Prayer: a period of stability
Praise: having a doctor who knows you, sees you and hears you.
The start of 2025 has been a doozy, I’ve had a different virus every week. But ultimately, we are seeing improvements in my health, even in the areas not mentioned. It has become more manageable, overall. On the tougher days, I listen to my body and slow down, and on the good days, I do something I enjoy.
I’ve had my donor on my mind a lot lately and I find myself thanking he/she for the opportunity to experience new things. It hasn’t been the easiest road, and when we selected Hope Wins as our mantra post transplant, we never knew the twists and turns life would take. I’d do it all over in a heartbeat (pun intended) just to experience life again.

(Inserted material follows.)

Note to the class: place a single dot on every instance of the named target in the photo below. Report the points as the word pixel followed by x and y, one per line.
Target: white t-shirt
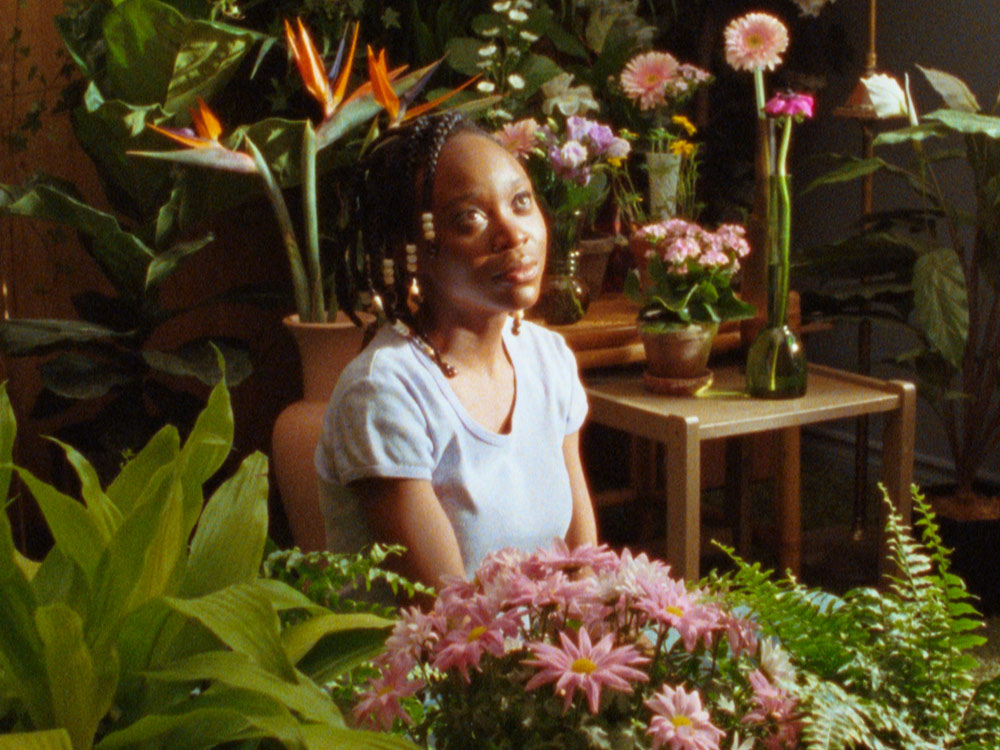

If you aren’t an organ donor, I’d encourage you to become one. Or if you can donate blood, I’d encourage you to donate and save a life. For everyone in need is someone’s child, friend, cousin, special person.
And when you get the opportunity to live life, live it. Book the trip. Call your friend. Flirt with your crush. Forgive those who hurt you. Try something new. That’s when Hope Wins.